Our interview with the Myanmar Times came out a few days ago: On a research assignment in 2013, Ben Bansal, a writer and graduate of the School of Oriental and African Studies in London, arrived in Myanmar for the first time. “It was unlike any place I had been before, yet somehow familiar at the same time,” he wrote by email recently.
Myanmar Oil and Gas Enterprise building (1908)
Fascinated by Yangon’s colonial buildings and understated modern architecture, he decided to start collecting material for an architectural guide, enlisting the help of friends and colleagues Manuel Oka, an architect and photographer, and Elliott Fox, an NGO worker.
The goal for the book is to offer readers context for Yangon’s built environment, crucial for understanding history in places where “the past is often shrouded in mystery”, Bansal said. The guide will come out in early 2015 through DOM Publishers, which specialises in books by architects and has published 50 other city guides.
Bansal, Oka and Fox corresponded with The Myanmar Times about their research and favourite Yangon places.
What was your first experience of the city?
Manuel Oka: It was the pictures of Yangon that Ben sent to me during his trip that really triggered the inception of this project and gave me the idea to visit Myanmar myself later that year.
Elliott Fox: I checked in at the YMCA, and the next morning had naan and tea on Thein Phyu Road at this perfect little place with a massive tandoor, beneath one of those big, colonial-era canopies.

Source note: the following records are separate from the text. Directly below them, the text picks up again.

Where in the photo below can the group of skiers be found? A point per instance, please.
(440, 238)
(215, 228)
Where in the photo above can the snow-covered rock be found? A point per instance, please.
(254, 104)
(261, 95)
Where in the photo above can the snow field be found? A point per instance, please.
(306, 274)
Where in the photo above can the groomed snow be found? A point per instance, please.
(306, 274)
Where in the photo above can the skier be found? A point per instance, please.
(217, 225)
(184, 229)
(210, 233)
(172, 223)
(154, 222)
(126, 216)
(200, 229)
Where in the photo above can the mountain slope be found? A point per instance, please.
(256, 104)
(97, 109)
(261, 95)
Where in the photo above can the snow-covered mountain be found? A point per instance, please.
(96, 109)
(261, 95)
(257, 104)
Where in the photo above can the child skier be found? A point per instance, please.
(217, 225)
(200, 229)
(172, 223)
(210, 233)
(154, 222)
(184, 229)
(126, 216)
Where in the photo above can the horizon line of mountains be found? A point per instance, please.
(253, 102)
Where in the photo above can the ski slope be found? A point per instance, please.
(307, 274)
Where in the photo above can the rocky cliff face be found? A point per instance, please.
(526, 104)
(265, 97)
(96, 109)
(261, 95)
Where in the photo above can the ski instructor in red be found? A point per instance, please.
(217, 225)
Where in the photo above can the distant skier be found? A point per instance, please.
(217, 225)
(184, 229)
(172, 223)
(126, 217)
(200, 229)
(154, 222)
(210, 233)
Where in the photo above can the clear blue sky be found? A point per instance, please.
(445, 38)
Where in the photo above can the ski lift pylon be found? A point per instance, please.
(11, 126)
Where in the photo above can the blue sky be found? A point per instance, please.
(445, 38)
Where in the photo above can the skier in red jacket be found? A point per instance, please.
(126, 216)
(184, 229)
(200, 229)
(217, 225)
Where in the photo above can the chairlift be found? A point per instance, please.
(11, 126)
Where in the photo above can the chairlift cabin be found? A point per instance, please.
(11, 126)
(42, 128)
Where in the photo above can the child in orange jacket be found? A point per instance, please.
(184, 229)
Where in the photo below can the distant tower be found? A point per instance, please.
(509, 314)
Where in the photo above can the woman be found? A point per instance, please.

It sat right across from the Secretariat. They since tore the canopy down and that place is now gone, sadly.
What gap did you see in the literature on Yangon architecture?
MO:There is some information available, primarily on Yangon’s heritage architecture. The Association of Myanmar Architects’ 30 Heritage Buildings, written and researched by Sarah Rooney, is probably the most accessible and useful guide to the city’s colonial heritage architecture. It’s widely available in Yangon. Old Rangoon by Noel F Singer really brings colonial Rangoon back to life and has plenty of old photos and illustrations.
Ben Bansal: There is no pure architectural guide out there per se, especially one that covers a little more than just the “superstar” buildings found mainly in Kyauktada township. There is also precious little material available covering the post-independence period. And while that may not be on everyone’s mind when coming to Yangon, these buildings are an indispensable part of the city’s history.